どうあれそれが前国王にとっての転機だったことは間違いなく、その昏い秘密を共有する間柄となったジアレイスもまた、歪な繋がりを強くすることとなったのだろう。
「奴らが契約してリインデルを焼き払わせた魔族は、ガラシュ・バイパーか? おそらく実力的には相当するよな。他の祠を護らせてた魔族と違って、ジアレイスたちとの付き合いも長そうだし」
「確かではないけど、私もその可能性は高いと思う。……魔法研究機関に禁書持ち出しの記録が残っていれば、その相手と契約内容が分かるかもしれないね」
「魔法研究機関か……。持ち出しの記録……あ、もしかして……!」
クリスの言葉を聞いたネイがはたとレオを見た。
「レオさん、以前キイとクウの父親は魔法研究機関の所長で、国王に対する反逆罪で討伐されたと報告しましたよね」
「ああ。おそらく親父にとって何か都合の悪い情報の報告か讒言をしたんじゃないかと……ん? 待て、もしや、その所長が手に入れた情報って……」
「過去の、前国王による禁書の持ち出し記録だったのかも」
ネイが言うと、ずっと話を聞いていたウィルがふむ、と頷いた。
「魔法研究機関から禁書を持ち出す場合、間違いなく所長の許可が要りますよね。当然その持ち出し記録は取っているでしょうし、その直後にリインデルの焼き討ちがあれば、当時の所長はその犯人にすぐに気が付いたはず……。もちろん保身のために口外はしないでしょうが、秘密裏に報告書を作っていたとしてもおかしくありません」
それにクリスも同意して頷く。
「そうだね。私も魔法研究機関に出入りしてるから分かるけど、魔書や禁書を部屋から持ち出す場合は必ず記録を取るし、戻した時も記録をするんだ。その禁書はおそらく戻ってこなかっただろうし、だとすれば所長が始末書なりなんなりで持ち出しの後始末をしないといけなかったはずだから、書類が残っていた可能性は高い」
「その所長から代替わりして、キイとクウの父親が隠された秘密の書類を見付けちゃったんじゃないかな」
「それを問いただしに行ったところ、発覚を恐れた親父に家ごと潰されたってことか……」
一晩で村を一つ焼いた経験があれば、一族を一つ潰すぐらいもう何とも思わないのかもしれない。

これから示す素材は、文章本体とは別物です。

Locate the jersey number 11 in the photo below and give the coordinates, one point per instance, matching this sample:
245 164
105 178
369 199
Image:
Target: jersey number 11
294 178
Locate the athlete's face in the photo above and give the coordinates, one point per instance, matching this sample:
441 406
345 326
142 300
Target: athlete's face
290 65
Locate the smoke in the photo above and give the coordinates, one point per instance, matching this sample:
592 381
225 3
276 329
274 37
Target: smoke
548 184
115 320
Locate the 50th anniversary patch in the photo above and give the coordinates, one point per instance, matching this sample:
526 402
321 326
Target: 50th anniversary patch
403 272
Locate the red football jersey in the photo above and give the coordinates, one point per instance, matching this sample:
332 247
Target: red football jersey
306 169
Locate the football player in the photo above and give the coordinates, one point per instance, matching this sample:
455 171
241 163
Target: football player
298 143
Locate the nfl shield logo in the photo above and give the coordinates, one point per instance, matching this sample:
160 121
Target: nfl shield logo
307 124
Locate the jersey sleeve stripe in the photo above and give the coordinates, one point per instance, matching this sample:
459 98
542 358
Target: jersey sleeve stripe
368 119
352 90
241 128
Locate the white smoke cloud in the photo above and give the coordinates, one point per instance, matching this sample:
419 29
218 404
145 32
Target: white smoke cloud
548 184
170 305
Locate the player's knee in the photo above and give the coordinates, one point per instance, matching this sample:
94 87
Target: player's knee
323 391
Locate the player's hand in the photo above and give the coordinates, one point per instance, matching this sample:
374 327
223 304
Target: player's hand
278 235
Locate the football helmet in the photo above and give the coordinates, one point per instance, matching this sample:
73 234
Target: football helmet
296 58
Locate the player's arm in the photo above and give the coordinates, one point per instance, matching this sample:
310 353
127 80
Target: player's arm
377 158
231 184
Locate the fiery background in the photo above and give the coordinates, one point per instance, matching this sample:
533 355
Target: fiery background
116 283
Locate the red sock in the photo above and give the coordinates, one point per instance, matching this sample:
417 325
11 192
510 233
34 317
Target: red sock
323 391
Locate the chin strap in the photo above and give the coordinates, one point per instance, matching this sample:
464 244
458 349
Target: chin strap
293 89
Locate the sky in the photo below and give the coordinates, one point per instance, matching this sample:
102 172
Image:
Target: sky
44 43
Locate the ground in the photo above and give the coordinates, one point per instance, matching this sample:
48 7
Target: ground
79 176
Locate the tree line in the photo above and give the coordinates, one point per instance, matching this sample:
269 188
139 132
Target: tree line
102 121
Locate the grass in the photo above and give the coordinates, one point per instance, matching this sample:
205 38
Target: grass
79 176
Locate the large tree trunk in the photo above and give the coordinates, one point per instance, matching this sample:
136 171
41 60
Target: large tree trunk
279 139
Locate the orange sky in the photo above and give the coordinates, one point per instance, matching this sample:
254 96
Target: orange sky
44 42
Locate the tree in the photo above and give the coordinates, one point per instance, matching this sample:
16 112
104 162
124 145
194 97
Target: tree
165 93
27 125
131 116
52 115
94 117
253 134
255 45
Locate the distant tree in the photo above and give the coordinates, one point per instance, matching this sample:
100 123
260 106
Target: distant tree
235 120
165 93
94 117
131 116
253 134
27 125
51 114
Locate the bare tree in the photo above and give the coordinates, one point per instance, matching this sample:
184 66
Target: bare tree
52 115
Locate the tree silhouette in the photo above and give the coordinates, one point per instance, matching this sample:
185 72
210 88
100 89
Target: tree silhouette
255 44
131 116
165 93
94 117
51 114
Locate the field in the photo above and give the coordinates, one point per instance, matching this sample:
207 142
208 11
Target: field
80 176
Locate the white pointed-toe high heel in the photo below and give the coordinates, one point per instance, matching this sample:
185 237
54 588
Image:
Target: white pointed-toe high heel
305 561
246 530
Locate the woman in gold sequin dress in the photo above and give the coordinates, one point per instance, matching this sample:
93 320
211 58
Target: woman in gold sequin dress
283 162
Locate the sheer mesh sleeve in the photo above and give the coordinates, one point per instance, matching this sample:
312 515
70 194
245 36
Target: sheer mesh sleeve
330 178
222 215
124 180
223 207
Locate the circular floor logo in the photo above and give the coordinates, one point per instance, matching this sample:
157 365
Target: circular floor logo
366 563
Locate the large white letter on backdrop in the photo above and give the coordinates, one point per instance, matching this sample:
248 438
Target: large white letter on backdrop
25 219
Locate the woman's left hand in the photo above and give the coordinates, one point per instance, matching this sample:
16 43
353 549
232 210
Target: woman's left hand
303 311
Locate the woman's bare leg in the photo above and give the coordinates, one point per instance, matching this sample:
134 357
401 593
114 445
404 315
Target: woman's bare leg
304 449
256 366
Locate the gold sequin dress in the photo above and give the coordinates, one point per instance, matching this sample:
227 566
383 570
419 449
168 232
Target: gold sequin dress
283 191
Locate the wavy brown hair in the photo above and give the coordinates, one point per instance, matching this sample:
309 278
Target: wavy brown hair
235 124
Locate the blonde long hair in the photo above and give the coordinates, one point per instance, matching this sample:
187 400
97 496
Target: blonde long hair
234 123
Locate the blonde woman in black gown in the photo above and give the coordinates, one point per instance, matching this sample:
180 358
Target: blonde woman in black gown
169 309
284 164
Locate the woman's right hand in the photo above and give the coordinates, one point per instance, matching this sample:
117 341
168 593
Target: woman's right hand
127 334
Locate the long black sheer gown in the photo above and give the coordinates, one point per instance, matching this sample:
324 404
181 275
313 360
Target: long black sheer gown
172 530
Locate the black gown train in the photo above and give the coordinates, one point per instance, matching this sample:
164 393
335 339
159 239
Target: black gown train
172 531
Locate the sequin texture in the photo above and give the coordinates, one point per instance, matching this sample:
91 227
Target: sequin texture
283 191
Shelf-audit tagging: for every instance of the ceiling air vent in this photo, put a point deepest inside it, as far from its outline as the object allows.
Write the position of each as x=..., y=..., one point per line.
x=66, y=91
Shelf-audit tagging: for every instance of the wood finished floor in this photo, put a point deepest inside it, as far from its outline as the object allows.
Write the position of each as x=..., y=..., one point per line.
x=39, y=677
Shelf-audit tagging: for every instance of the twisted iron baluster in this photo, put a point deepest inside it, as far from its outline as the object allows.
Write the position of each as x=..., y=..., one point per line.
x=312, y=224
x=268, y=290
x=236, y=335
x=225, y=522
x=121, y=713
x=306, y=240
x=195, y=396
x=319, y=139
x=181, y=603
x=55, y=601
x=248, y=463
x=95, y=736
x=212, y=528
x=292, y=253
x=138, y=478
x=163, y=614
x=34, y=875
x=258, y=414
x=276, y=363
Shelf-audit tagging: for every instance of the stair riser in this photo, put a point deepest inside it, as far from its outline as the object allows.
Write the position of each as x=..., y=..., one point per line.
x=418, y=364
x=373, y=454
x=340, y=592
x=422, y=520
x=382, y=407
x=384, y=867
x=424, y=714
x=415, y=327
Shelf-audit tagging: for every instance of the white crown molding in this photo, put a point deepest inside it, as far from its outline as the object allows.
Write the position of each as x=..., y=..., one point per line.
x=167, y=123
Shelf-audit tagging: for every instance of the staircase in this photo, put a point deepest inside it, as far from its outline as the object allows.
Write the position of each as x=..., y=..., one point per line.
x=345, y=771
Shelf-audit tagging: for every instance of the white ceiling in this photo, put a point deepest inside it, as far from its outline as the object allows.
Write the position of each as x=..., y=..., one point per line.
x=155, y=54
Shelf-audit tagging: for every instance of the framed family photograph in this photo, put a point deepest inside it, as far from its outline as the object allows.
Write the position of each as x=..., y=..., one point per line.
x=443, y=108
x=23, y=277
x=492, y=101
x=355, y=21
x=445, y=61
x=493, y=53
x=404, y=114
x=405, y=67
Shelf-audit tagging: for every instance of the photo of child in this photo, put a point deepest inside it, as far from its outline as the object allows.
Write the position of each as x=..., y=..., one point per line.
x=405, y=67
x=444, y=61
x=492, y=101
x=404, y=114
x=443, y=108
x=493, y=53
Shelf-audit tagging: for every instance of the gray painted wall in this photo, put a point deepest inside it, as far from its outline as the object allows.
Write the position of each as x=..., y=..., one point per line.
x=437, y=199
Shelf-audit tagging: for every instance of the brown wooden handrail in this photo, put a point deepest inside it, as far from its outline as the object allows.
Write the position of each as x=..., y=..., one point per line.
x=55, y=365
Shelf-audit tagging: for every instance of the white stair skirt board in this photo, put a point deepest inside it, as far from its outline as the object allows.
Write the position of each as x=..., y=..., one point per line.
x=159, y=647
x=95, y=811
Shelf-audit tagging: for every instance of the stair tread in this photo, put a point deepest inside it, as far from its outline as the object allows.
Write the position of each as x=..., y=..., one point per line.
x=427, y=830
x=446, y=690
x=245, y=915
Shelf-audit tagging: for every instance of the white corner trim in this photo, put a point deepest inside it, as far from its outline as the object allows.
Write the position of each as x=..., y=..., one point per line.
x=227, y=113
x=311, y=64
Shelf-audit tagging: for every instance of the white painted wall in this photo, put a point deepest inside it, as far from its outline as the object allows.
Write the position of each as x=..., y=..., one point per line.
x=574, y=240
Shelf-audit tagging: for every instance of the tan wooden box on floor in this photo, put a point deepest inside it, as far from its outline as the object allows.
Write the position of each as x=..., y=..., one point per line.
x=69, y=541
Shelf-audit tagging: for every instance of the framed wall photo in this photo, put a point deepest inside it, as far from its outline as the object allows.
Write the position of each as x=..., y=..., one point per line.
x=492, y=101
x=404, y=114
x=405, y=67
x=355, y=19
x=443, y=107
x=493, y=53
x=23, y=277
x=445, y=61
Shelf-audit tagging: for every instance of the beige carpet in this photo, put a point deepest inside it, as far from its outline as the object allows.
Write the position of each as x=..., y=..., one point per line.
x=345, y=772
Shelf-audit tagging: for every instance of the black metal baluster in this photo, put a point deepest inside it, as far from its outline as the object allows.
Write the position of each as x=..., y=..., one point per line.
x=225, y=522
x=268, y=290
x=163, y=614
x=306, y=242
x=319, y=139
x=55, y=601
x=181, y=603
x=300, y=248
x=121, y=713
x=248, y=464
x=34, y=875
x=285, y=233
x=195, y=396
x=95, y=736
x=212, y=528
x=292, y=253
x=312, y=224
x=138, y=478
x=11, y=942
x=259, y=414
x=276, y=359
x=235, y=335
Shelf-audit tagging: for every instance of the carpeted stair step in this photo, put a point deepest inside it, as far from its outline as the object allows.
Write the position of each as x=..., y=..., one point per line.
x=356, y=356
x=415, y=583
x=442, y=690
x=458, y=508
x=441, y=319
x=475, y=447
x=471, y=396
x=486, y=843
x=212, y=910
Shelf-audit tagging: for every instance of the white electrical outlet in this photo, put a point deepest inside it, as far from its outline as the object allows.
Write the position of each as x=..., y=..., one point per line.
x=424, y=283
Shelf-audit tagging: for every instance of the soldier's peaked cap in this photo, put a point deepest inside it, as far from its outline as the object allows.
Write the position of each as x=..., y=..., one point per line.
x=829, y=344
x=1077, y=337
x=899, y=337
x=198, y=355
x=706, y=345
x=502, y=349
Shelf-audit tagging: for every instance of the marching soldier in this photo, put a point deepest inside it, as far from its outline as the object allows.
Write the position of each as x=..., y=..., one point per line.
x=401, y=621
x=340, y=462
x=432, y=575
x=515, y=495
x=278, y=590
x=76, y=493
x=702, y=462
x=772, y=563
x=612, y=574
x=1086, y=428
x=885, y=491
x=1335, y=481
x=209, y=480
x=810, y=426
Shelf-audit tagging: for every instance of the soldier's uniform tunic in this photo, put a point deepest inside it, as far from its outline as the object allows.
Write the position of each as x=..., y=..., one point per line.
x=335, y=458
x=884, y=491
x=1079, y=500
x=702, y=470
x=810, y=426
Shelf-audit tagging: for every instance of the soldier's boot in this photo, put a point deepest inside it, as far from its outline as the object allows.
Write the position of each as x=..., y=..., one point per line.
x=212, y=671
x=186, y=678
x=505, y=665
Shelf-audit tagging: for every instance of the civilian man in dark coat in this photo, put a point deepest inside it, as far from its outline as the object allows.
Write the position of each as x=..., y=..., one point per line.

父王もジアレイスも、おそらく30年前のあの日、人間として大事なものが壊れてしまったのだ。
もちろんそれはどこまでも傲慢な二人の自業自得で、何の憐憫も浮かびはしない。
それよりも、キイとクウの父親が残してくれたかもしれない貴重な情報を掘り起こす方が、ずっと重要だった。
「……もしもキイとクウの父親が、親父の持ち出した禁書について直談判に行ったとしたなら、事前に事情を詳らかにするためにどんな種類のものなのか調べていたはず……。それについてまとめた書類が、ここにあるかもしれん」
そう、彼の作った書類はジアレイスたちによってリインデルの書庫に隠されてしまっていたが、今はレオのポーチの中にあった。